Title :
A Linked Data platform for mining software repositories
Author :
Keivanloo, Iman ; Forbes, Christopher ; Hmood, Aseel ; Erfani, Mostafa ; Neal, Christopher ; Peristerakis, George ; Rilling, Juergen
Author_Institution :
Dept. of Comput. Sci. & Software Eng., Concordia Univ., Montreal, QC, Canada
Abstract :
The mining of software repositories involves the extraction of both basic and value-added information from existing software repositories. The repositories will be mined to extract facts by different stakeholders (e.g. researchers, managers) and for various purposes. To avoid unnecessary pre-processing and analysis steps, sharing and integration of both basic and value-added facts are needed. In this research, we introduce SeCold, an open and collaborative platform for sharing software datasets. SeCold provides the first online software ecosystem Linked Data platform that supports data extraction and on-the-fly inter-dataset integration from major version control, issue tracking, and quality evaluation systems. In its first release, the dataset contains about two billion facts, such as source code statements, software licenses, and code clones from 18 000 software projects. In its second release the SeCold project will contain additional facts mined from issue trackers and versioning systems. Our approach is based on the same fundamental principle as Wikipedia: researchers and tool developers share analysis results obtained from their tools by publishing them as part of the SeCold portal and therefore make them an integrated part of the global knowledge domain.
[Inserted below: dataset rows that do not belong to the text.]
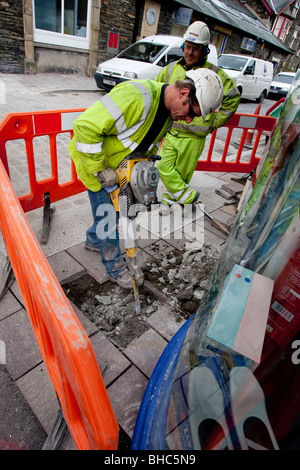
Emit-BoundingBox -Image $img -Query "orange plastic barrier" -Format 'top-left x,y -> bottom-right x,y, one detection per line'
0,109 -> 86,212
0,159 -> 119,450
0,109 -> 277,213
195,112 -> 277,173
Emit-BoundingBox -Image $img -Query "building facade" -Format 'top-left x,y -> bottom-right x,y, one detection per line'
0,0 -> 299,75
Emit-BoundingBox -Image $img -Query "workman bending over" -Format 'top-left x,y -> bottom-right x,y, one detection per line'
69,70 -> 223,288
155,21 -> 241,209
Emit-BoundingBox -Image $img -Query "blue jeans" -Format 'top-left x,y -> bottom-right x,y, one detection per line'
86,188 -> 126,278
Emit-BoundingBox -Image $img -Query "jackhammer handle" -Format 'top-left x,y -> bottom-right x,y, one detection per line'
211,217 -> 229,236
200,208 -> 229,236
206,213 -> 229,236
149,155 -> 161,162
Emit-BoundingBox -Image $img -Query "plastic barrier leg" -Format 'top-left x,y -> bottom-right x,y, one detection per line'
0,256 -> 14,301
41,192 -> 55,245
42,397 -> 69,450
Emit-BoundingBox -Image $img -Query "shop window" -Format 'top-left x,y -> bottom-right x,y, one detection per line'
33,0 -> 91,49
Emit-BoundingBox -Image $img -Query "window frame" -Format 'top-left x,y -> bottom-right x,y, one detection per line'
272,15 -> 291,42
32,0 -> 91,50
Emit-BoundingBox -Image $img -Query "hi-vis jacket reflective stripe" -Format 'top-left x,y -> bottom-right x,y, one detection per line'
155,57 -> 241,137
68,80 -> 171,192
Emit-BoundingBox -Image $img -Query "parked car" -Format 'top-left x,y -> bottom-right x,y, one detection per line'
267,72 -> 296,100
218,53 -> 273,103
95,35 -> 218,92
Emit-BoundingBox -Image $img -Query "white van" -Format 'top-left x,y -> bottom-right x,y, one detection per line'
95,35 -> 218,91
218,54 -> 273,103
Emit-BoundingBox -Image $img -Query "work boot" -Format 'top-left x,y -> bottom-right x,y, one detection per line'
108,267 -> 133,289
84,242 -> 100,252
192,191 -> 201,211
192,191 -> 200,203
158,203 -> 171,216
132,264 -> 144,286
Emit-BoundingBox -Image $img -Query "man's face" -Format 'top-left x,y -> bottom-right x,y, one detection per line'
184,41 -> 203,67
170,89 -> 201,123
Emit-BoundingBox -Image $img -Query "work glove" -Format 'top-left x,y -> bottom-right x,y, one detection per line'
97,167 -> 118,186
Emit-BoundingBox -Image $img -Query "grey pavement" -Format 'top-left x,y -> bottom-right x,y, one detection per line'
0,72 -> 243,450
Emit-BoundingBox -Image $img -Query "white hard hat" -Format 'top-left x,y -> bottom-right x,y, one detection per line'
183,21 -> 210,46
185,69 -> 223,121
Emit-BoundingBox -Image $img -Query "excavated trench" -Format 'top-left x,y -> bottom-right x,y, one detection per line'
63,245 -> 221,349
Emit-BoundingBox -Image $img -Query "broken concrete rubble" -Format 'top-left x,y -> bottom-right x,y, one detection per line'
63,244 -> 221,350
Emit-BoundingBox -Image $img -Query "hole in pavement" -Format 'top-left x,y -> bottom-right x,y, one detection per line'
63,273 -> 170,349
63,245 -> 221,350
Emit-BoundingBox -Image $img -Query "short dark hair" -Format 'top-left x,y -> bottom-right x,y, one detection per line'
175,80 -> 197,105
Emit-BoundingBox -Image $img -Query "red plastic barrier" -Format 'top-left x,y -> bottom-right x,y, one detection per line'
0,159 -> 119,450
0,109 -> 86,212
0,109 -> 277,213
195,112 -> 277,173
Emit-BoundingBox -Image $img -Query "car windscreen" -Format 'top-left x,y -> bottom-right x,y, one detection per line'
218,55 -> 248,71
273,74 -> 295,84
118,42 -> 168,63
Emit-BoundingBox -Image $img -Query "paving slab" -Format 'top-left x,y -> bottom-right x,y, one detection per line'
142,238 -> 173,257
89,331 -> 131,387
202,226 -> 227,250
203,218 -> 229,241
146,304 -> 186,342
47,250 -> 85,285
136,226 -> 159,248
220,203 -> 238,217
0,364 -> 47,450
66,242 -> 108,285
16,363 -> 58,435
0,308 -> 42,381
162,226 -> 197,250
0,290 -> 23,321
107,366 -> 149,438
123,328 -> 168,379
210,207 -> 236,227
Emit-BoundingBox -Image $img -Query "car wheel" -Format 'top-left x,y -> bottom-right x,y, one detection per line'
256,90 -> 266,103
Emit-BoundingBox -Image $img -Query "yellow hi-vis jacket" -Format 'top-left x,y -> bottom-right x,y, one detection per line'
155,58 -> 241,205
68,80 -> 171,192
156,57 -> 241,134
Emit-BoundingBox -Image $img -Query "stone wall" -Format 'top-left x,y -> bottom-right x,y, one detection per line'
157,4 -> 174,35
97,0 -> 140,64
34,46 -> 89,75
0,0 -> 24,73
96,0 -> 175,65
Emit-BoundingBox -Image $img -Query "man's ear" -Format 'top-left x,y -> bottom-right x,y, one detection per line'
179,88 -> 190,100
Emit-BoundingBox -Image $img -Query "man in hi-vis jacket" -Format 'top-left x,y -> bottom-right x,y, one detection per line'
156,21 -> 241,208
69,70 -> 223,288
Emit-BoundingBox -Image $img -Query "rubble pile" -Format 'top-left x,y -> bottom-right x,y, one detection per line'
64,245 -> 221,349
144,245 -> 221,314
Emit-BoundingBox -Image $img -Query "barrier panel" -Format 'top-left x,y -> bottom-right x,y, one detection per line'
0,159 -> 119,450
0,109 -> 277,214
195,112 -> 277,173
0,109 -> 86,213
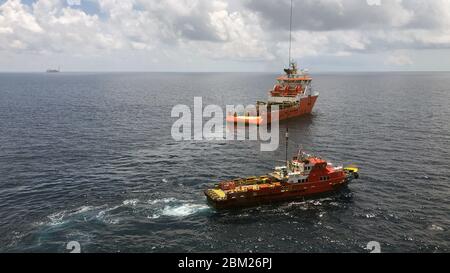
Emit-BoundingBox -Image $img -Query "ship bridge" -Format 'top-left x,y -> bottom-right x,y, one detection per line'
269,62 -> 313,102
The SeCold project is an official member of the Linked Data dataset cloud and is currently the eighth largest online dataset available on the Web.
Keywords :
data mining; software packages; code clones; collaborative platform; linked data platform; mining software repositories; on-the-fly inter-dataset integration; online software ecosystem linked data platform; software datasets; software licenses; software packages; software repositories; source code statements; value added information; Cloning; Communities; Data mining; Encyclopedias; Licenses; Ontologies; Software; Linked Data; fact sharing; software mining;
Conference_Titel :
Mining Software Repositories (MSR), 2012 9th IEEE Working Conference on
Conference_Location :
Zurich
Print_ISBN :
978-1-4673-1760-3
DOI :
10.1109/MSR.2012.6224296